The hearing by one of the Senate's most high-profile panels comes less than a month after New York's attorney general filed a fraud lawsuit against Barclays, accusing the British bank of giving an unfair edge to high-frequency traders.

And Deutsche Bank, facing an array of investigations into the conduct of its staff that includes the Libor benchmark rate scandal, has set aside another 1.8 billion euros ($2.43 billion) to pay fines after already paying more than 5 billion euros over the past two years.

But Levin stopped short of accusing either bank or the hedge funds of doing something illegal, and Deutsche said the option products it offered were "at all times fully compliant with applicable laws, regulations and guidance."

A Renaissance spokesman said: "We believe that the tax treatment for the option transactions being reviewed by the (panel) is appropriate under current law. These options provide Renaissance with substantial business benefits."

Barclays also said it had been fully compliant with the law, and that it had cooperated with the committee.

FICTIONAL OPTIONS

The two banks enabled at least 13 hedge funds to conduct over $100 billion in securities trades, the panel said. The profits were taxed as long-term capital gains, even though the positions were often held for only seconds. In the case of Renaissance alone, the fund paid an estimated $6.8 billion less in taxes because short-term trading profits are taxed at a much higher rate, the report said.

The products offered by the banks were styled as options in an account that was nominally held by the bank, but was in fact controlled by the hedge funds, which bought and sold the assets, and profited from the trading, the report said.

The hedge fund then paid the lower tax rate on long-term capital gains, arguing that profits came from exercising the option, rather than from the underlying trades. But the options were fictional, the panel found.

The U.S. tax authority, the Internal Revenue Service, said in 2010 that basket options do not function like an option and should not be treated as such, but that opinion has no status as an official rule, and the IRS has not pressed any cases.

Renaissance has been debating the issue with the IRS for six years, the spokesman said. The two banks have now stopped offering the products, the panel said.

Levin's panel issued a number of recommendations from the report that were largely targeted at the IRS, urging it to audit hedge funds that used basket options, and calling for a change in legislation to make it easier to look at large partnerships such as hedge funds, which go largely unaudited.

"The IRS hasn't completed their review.
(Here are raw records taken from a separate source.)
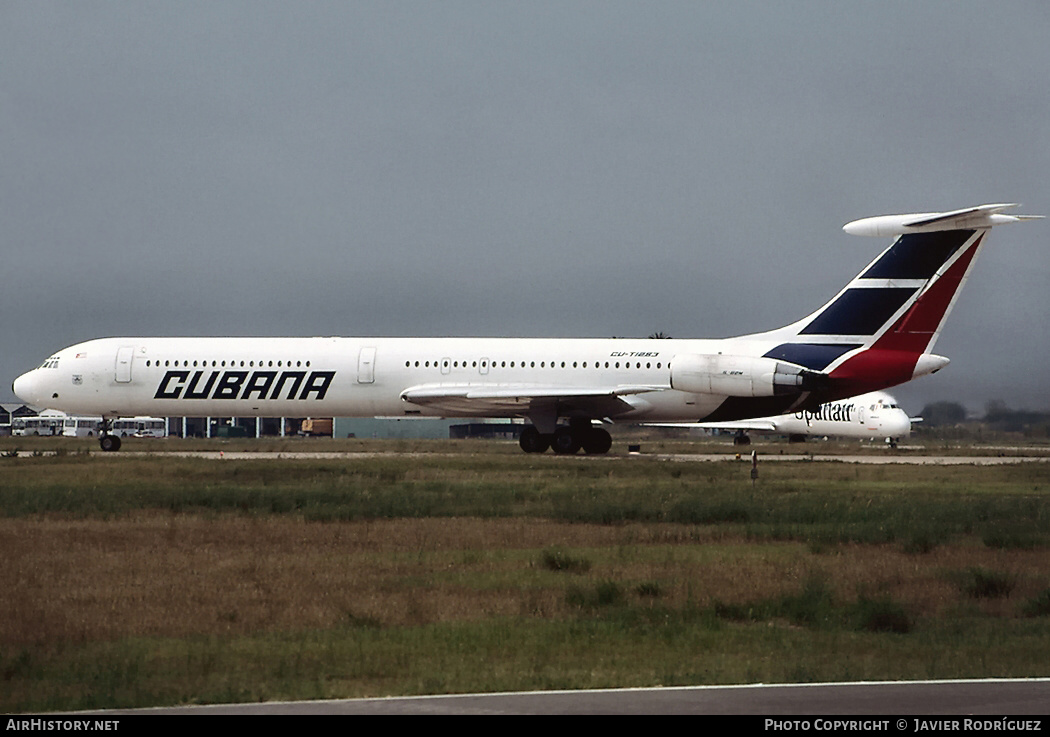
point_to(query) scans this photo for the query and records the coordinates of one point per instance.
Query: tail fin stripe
(918, 256)
(814, 356)
(860, 311)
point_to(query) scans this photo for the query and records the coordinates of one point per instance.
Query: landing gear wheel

It's about time they do. It's long overdue," Levin said.

Another problem with basket options was that they enabled funds to take on more debt than otherwise possible, potentially posing a risk to the overall financial system, the report said.

Renaissance used basket options to borrow 20 times as much money as was put in the accounts. The fund had been unable to achieve such so-called leverage levels in other settings under federal rules, the report added.